A Potential Prognostic Gene Signature Associated with p53-Dependent NTRK1 Activation and Increased Survival of Neuroblastoma Patients

Abstract

Neuroblastoma is the most common extracranial solid tumour in children, comprising close to 10% of childhood cancer-related deaths. We have demonstrated that activation of NTRK1 by TP53 repression of PTPN6 expression is significantly associated with favourable survival in neuroblastoma. The molecular mechanisms by which this activation elicits cell molecular changes need to be determined. This is critical to identify dependable biomarkers for the early detection and prognosis of tumours, and for the development of personalised treatment. In this investigation we have identified and validated a gene signature for the prognosis of neuroblastoma using genes differentially expressed upon activation of the NTRK1-PTPN6-TP53 module. A random survival forest model was used to construct a gene signature, which was then assessed across validation datasets using Kaplan-Meier analysis and ROC curves. The analysis demonstrated that high BASP1, CD9, DLG2, FNBP1, FRMD3, IL11RA, ISGF10, IQCE, KCNQ3, and TOX2, and low BSG/CD147, CCDC125, GABRB3, GNB2L1/RACK1 HAPLN4, HEBP2, and HSD17B12 expression was significantly associated with favourable patient event-free survival (EFS). The gene signature was associated with favourable tumour histology and NTRK1-PTPN6-TP53 module activation. Importantly, all genes were significantly associated with favourable EFS in an independent manner. Six of the signature genes, BSG/CD147, GNB2L1/RACK1, TXNDC5, FNPB1, B3GAT1, and IGSF10, play a role in cell differentiation. Our findings strongly suggest that the identified gene signature is a potential prognostic biomarker and therapeutic target for neuroblastoma patients and that it is associated with neuroblastoma cell differentiation through the activation of the NTRK1-PTPN6-TP53 module.

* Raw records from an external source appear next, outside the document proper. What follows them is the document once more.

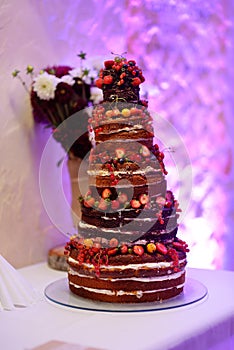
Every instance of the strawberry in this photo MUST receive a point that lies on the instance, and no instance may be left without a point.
(115, 204)
(106, 193)
(145, 151)
(144, 199)
(126, 112)
(108, 79)
(135, 204)
(113, 243)
(161, 248)
(88, 203)
(108, 64)
(123, 198)
(138, 250)
(151, 247)
(109, 113)
(120, 152)
(124, 249)
(136, 81)
(99, 83)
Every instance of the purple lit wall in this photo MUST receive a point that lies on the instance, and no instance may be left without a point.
(185, 49)
(182, 48)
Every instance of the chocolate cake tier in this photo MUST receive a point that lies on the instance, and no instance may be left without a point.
(143, 220)
(128, 278)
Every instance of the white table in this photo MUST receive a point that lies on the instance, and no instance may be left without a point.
(207, 324)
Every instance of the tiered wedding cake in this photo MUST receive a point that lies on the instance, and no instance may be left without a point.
(126, 249)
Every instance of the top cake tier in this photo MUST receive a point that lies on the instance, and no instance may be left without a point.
(120, 80)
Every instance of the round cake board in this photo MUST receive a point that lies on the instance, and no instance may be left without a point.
(58, 292)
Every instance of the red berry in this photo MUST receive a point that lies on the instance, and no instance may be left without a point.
(106, 193)
(89, 202)
(144, 199)
(99, 83)
(120, 152)
(109, 63)
(124, 249)
(135, 203)
(145, 151)
(102, 204)
(123, 198)
(108, 79)
(113, 243)
(112, 251)
(115, 204)
(136, 81)
(138, 250)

Keywords: NTRK1; biomarkers; gene signature; neuroblastoma; prognosis.

Figure 1

The prognostic score differentiates survival outcomes. The prognostic score was evaluated on the two validation datasets (GSE85047 and TARGET) using Kaplan–Meier plots and time-dependent ROC curves. The Kaplan–Meier plots for (A) GSE85047 and (B) TARGET compares five-year event-free survival curves for low-risk and high-risk cohorts stratified by the median risk score of GSE49711. Time-dependent ROC curve analysis for (C) GSE85047 and (D) TARGET illustrates the prognostic score’s ability to predict event-free survival in neuroblastoma patients for cohorts at one, three, and five years.

Figure 2

The prognostic score is significantly associated with prognostic markers. The prognostic score was measured for its association with four prognostic markers as follows: (A,B) MYCN amplification (C,D) diagnosis under the age of 18 months, (E) tumour histology, and (F) NTRK1-PTPN6-TP53 activation. The association was statistically significant for all results, using the Mann–Whitney test. GSE85047 is missing the data required to measure the association for tumour histology and NTRK1-PTPN6-TP53 activation.

Figure 3

Kaplan–Meier analyses of BSG/CD147, FNBP1, GNB2L1/RACK1, and HAPLN4 genes. Kaplan–Meier analysis showed that (A) BSG/CD147, (B) FNBP1, (C) GNB2L1/RACK1, and (D) HAPLN4 are the genes in the signature that show the best differentiation between low- and high-risk patients. For BSG/CD147, GNB2L1, and HAPLN4, low expression is associated with favourable EFS. Conversely, for FNBP1, high expression is associated with favourable EFS.

Figure 4

Gene signature expression validation by RTqPCR. RT-qPCR analysis of the sixteen-gene signature in human neuroblastoma (A) SH-SY5Y and (B) SK-N-AS cell lines, both expressing the NTRK1-PTPN6-TP53 module at 32 °C and lacking the expression of the module at 37 °C. The key genes from the sixteen-gene signature were also analysed in neuroblastoma murine xenografts (C) 9464D and 262226. Relative mRNA abundance was determined by the 2−∆∆CT method. Statistical significance was denoted as * = p < 0.05 (paired t-test). Error bars represent the standard error of the mean calculated from 2 or 3 independent experimental replicates.

Figure 4

Gene signature expression validation by RTqPCR. RT-qPCR analysis of the sixteen-gene signature in human neuroblastoma (A) SH-SY5Y and (B) SK-N-AS cell lines, both expressing the NTRK1-PTPN6-TP53 module at 32 °C and lacking the expression of the module at 37 °C. The key genes from the sixteen-gene signature were also analysed in neuroblastoma murine xenografts (C) 9464D and 262226. Relative mRNA abundance was determined by the 2−∆∆CT method. Statistical significance was denoted as * = p < 0.05 (paired t-test). Error bars represent the standard error of the mean calculated from 2 or 3 independent experimental replicates.